←back to thread

371 points ulrischa | 4 comments | | HN request time: 0.613s | source
1. not2b ◴[] No.43235837[source]
If the hallucinated code doesn't compile (or in an interpreted language, immediately throws exceptions), then yes, that isn't risky because that code won't be used. I'm more concerned about code that appears to work for some test cases but solves the wrong problem or inadequately solves the problem, and whether we have anyone on the team who can maintain that code long-term or document it well enough so others can.
replies(2): >>43235865 #>>43237349 #
2. t14n ◴[] No.43235865[source]
fwiw this problem already exists with my more junior co-workers. and also my own code that I write when exhausted!

if you have trusted processes for review and aren't always rushing out changes without triple checking your work (plus a review from another set of eyes), then I think you catch a lot of the subtler bugs that are emitted from an LLM.

replies(1): >>43244565 #
3. wavemode ◴[] No.43237349[source]
I once submitted some code for review, in which the AI had inserted a recursive call to the same function being defined. The recursive call was completely unnecessary and completely nonsensical, but also not wrong per se - it just caused the function to repeat what it was doing. The code typechecked, the tests passed, and the line of code was easy to miss while doing a cursory read through the logic. I missed it, the code reviewer missed it, and eventually it merged to production.

Unfortunately there was one particular edge case which caused that recursive call to become an infinite loop, and I was extremely embarrassed seeing that "stack overflow" server error alert come through Slack afterward.

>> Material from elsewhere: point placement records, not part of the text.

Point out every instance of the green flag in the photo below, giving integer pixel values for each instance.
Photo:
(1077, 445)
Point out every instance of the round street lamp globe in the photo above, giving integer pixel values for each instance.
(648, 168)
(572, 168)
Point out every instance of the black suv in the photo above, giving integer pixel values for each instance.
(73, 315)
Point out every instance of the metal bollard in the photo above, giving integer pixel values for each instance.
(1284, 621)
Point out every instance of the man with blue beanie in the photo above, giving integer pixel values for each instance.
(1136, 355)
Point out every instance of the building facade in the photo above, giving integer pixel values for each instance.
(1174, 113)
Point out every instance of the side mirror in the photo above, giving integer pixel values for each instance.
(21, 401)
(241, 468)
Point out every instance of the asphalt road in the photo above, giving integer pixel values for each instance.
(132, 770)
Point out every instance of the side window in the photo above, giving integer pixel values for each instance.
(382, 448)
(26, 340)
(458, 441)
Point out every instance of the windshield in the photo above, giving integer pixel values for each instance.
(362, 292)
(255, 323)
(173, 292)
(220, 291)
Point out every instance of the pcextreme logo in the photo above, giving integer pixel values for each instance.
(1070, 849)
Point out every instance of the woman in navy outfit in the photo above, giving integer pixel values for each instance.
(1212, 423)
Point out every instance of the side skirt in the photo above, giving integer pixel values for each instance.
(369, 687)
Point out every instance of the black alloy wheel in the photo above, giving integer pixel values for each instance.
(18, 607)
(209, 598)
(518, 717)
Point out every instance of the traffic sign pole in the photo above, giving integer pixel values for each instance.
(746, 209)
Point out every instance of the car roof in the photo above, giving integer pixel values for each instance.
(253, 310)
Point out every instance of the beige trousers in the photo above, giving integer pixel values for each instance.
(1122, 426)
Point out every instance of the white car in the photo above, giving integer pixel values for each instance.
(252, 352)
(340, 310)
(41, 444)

4. not2b ◴[] No.43244565[source]
Yes, code review can catch these things. But code review for more complex issues works better when the submitter can walk the reviewers through the design and explain the details (sometimes the reviewers will catch a flaw in the submitter's reasoning before they spot the issue in the code: it can become clearer that the developer didn't adequately understand the spec or the problem to be solved). If an LLM produced it, a rigorous process will take longer, which reduces the value of using the LLM in the first place.